A través de su EP debut titulado "Animals", Gabriëlle demuestra que la música metal puede ser un afilado instrumento de reflexión. Aunque es relativamente nueva en el ecosistema de la música pesada, dominó rápidamente la técnica vocal del scream, que se ha convertido en una fuerte identidad en sus obras, convirtiéndola en un medio de honestidad para mensajes difíciles de transmitir mediante el habla ordinaria.

El uso de metáforas animales en el EP no es casual. Gabriëlle analiza con inteligencia las dinámicas del poder, la obediencia y el comportamiento humano a través de símbolos animales.
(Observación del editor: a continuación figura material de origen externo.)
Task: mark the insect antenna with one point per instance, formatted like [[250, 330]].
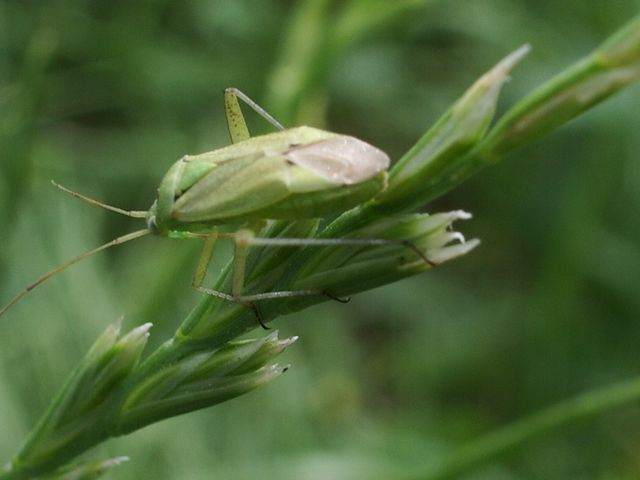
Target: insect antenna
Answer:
[[116, 241], [91, 201]]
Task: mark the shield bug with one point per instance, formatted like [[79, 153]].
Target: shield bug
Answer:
[[290, 174]]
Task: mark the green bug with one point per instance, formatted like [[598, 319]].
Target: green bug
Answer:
[[292, 174]]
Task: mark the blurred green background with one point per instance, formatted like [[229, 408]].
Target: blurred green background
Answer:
[[104, 96]]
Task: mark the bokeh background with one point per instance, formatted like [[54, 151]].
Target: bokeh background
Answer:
[[104, 96]]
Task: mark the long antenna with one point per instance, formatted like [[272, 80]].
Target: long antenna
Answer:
[[68, 263], [91, 201]]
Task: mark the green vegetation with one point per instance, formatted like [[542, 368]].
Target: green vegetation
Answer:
[[435, 376]]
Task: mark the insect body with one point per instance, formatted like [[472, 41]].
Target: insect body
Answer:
[[290, 174], [298, 173]]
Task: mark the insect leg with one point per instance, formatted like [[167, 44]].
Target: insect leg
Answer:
[[238, 129], [205, 258]]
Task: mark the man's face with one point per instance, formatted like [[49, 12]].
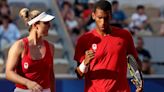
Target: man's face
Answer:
[[101, 18]]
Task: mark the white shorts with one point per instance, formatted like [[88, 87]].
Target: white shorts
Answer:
[[26, 90]]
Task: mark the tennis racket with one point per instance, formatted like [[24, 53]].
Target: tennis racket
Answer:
[[134, 71]]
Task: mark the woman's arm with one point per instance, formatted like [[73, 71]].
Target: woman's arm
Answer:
[[14, 55], [52, 77], [12, 60]]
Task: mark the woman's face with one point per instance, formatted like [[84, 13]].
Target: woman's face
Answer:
[[42, 28]]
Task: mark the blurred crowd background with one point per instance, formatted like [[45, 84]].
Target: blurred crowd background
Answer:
[[145, 21]]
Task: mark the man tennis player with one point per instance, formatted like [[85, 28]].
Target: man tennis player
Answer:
[[101, 54]]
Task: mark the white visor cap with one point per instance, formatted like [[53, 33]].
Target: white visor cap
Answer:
[[41, 17]]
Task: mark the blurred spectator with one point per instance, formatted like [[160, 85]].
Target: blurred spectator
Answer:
[[4, 8], [66, 8], [78, 8], [162, 11], [9, 32], [162, 30], [71, 21], [118, 16], [144, 56], [86, 15], [147, 68], [139, 22]]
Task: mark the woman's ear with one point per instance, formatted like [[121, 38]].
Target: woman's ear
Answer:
[[93, 16]]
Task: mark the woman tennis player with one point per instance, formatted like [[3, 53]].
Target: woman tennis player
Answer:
[[30, 59]]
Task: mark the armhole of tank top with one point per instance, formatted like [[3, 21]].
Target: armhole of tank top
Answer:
[[48, 49]]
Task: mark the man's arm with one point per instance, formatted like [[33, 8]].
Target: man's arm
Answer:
[[82, 68]]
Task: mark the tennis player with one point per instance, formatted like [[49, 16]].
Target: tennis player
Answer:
[[30, 60], [101, 54]]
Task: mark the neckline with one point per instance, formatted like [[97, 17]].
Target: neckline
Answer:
[[101, 36], [29, 55]]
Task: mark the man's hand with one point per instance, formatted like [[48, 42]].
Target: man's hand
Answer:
[[89, 55], [139, 89]]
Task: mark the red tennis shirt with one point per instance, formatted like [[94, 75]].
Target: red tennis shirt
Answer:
[[36, 70], [108, 70]]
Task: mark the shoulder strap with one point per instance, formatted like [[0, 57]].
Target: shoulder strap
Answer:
[[25, 41]]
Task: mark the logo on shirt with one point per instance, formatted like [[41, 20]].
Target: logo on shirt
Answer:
[[26, 65], [94, 47]]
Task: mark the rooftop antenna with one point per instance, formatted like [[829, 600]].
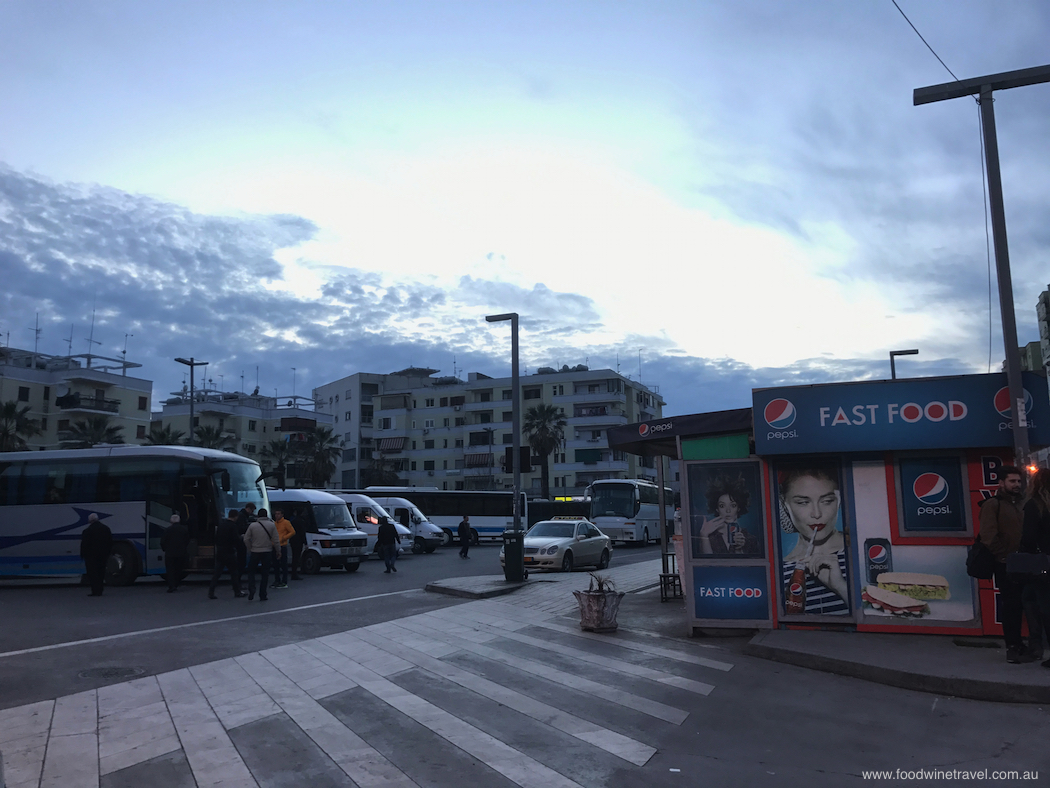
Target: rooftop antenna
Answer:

En lugar de lanzar críticas instructivas, prefiere tocar el lado emocional del oyente mediante una combinación de letras críticas y arreglos musicales intensos.

Detrás de su feroz personaje en el escenario, Gabriëlle es conocida como una persona humilde. Para ella, la popularidad no es el objetivo principal. Prioriza que cada obra nacida sea capaz de desencadenar el debate público sobre temas cruciales a su alrededor. Para Gabriëlle, la música es una responsabilidad artística para mantener la conciencia relevante en medio del ruido del mundo.

La trayectoria de Gabriëlle sirve de inspiración para las generaciones jóvenes de que el coraje de ser diferente es la clave. Demuestra que la música es más que un simple producto de entretenimiento; es una fuerza creativa capaz de movilizar la conciencia colectiva y convertirse en la voz de los marginados.